Search code examples
elasticsearchkibanaelasticsearch-5

Counting occurrences of search terms in Elasticsearch function score script


I have an Elasticsearch index with document structure like below.

{
  "id": "foo",
  "tags": ["Tag1", "Tag2", "Tag3"],
  "special_tags": ["SpecialTag1", "SpecialTag2", "SpecialTag3"],
  "reserved_tags": ["ReservedTag1", "ReservedTag2", "Tag1", "SpecialTag2"],
  // rest of the document
}

The fields tags, special_tags, reserved_tags are stored separately for multiple use cases. In one of the queries, I want to order the documents by number of occurrences for searched tags in all the three fields. For example, if I am searching with three tags Tag1, Tag4 and SpecialTag3, total occurrences are 2 in the above document. Using this number, I want to add a custom score to this document and sort by the score.

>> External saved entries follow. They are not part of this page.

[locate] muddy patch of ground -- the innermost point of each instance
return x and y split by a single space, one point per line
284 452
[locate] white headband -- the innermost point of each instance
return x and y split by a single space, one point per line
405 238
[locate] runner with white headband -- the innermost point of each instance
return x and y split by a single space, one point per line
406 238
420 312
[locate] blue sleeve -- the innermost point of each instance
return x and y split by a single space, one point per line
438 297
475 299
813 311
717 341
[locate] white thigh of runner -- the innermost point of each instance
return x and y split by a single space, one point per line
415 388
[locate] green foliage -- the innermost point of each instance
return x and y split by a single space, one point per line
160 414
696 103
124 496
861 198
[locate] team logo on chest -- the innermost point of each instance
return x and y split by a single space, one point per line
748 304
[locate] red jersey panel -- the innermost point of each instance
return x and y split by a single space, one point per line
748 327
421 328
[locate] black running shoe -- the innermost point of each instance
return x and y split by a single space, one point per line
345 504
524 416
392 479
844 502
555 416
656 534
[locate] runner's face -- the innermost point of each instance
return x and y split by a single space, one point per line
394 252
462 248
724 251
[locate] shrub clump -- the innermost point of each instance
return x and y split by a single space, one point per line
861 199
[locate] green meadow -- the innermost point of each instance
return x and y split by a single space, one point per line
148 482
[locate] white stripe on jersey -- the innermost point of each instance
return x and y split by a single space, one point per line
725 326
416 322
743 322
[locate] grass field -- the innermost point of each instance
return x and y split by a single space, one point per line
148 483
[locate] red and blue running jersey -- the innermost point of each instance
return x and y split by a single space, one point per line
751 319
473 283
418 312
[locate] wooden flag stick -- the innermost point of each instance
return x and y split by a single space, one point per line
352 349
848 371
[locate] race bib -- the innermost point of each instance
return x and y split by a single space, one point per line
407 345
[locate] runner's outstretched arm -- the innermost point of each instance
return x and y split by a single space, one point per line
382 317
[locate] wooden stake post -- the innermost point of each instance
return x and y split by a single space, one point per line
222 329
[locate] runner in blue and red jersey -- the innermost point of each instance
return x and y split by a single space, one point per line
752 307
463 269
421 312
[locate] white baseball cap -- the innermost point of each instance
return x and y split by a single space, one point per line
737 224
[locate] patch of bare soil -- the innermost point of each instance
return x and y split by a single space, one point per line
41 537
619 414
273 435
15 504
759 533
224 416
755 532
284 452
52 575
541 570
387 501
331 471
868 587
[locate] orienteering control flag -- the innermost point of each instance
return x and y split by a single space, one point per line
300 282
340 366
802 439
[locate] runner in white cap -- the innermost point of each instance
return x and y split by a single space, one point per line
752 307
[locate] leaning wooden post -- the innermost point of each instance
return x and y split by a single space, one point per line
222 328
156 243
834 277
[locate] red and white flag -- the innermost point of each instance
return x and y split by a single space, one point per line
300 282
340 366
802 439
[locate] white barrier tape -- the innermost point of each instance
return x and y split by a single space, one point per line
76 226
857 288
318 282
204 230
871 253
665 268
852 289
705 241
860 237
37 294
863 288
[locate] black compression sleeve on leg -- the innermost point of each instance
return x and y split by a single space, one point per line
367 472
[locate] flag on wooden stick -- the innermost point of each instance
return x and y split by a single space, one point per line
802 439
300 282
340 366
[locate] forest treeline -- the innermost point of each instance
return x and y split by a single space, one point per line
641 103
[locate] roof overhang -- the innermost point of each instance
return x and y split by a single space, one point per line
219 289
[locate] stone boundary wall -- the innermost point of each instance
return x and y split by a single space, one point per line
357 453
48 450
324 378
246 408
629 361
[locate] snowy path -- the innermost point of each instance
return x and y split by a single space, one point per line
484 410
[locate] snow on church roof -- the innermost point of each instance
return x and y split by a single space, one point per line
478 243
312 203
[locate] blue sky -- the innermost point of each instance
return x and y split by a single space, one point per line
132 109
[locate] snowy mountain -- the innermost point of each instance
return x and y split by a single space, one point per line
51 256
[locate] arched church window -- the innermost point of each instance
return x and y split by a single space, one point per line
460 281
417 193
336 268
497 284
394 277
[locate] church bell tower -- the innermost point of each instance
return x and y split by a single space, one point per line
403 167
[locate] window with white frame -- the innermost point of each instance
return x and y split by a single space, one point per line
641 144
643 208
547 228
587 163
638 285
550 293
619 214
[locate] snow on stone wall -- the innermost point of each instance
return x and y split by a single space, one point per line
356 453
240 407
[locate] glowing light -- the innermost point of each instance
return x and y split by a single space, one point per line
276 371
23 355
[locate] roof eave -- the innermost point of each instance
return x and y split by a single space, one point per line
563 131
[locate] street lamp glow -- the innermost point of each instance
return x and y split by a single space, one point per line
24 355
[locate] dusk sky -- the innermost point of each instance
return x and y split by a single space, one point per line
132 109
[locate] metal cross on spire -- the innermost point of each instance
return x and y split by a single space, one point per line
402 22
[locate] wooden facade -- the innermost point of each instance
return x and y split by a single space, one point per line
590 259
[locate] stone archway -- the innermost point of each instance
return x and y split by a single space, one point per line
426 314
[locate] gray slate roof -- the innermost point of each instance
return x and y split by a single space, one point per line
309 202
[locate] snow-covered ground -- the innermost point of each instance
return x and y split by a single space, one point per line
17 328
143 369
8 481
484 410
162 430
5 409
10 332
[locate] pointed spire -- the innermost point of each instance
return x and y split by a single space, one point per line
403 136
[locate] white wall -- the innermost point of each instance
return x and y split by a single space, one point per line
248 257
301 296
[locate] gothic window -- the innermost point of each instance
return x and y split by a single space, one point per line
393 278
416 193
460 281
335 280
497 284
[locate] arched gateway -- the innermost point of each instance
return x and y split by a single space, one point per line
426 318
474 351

I am already using function_score as there are few other attributes on which the scoring depends. To compute the matched number, I tried painless script like below.

def matchedTags = 0;
def searchedTags = ["Tag1", "Tag4", "SpecialTag3"];
for (int i = 0; i < searchedTags.length; ++i) {
    if (doc['tags'].contains(searchedTags[i])) {
        matchedTags++;
        continue;
    }
    if (doc['special_tags'].contains(searchedTags[i])) {
        matchedTags++;
        continue;
    }
    if (doc['reserved_tags'].contains(searchedTags[i])) {
        matchedTags++;
    }
}
// logic to score on matchedTags (returning matchedTags for simplicity)
return matchedTags;

This runs as expected, but extremely slow. I assume that ES has to count the occurrences for each doc and cannot use indexes here. (If someone can shed light on how this will work internally or provide documentation/resources links, that would be helpful.)

I want to have two scoring functions.

  1. Score as a function of number of occurrences
  2. Score higher for higher occurrences. This is basically same as 1, but the repeated occurrences would be counted.

Is there any way where I can get benefits of both faster searching and also the custom scoring using script?

Any help is appreciated. Thanks.


Solution

  • We solved this using bitsets. We ended up creating a bitset of tags that has a set bit for all the tags we have in the document (tags, special_tags, etc.) and clear bit for rest. This is stored as one big integer. This is like a condensed version of all tags we have in one document represented as bits.

    The application knows which bit is which tag. While doing the matched tag count, we create a bitset that is set for all searched tags. Then in painless script, we cast both bitsets to big integers, take a bitwise AND and count the number of set bits.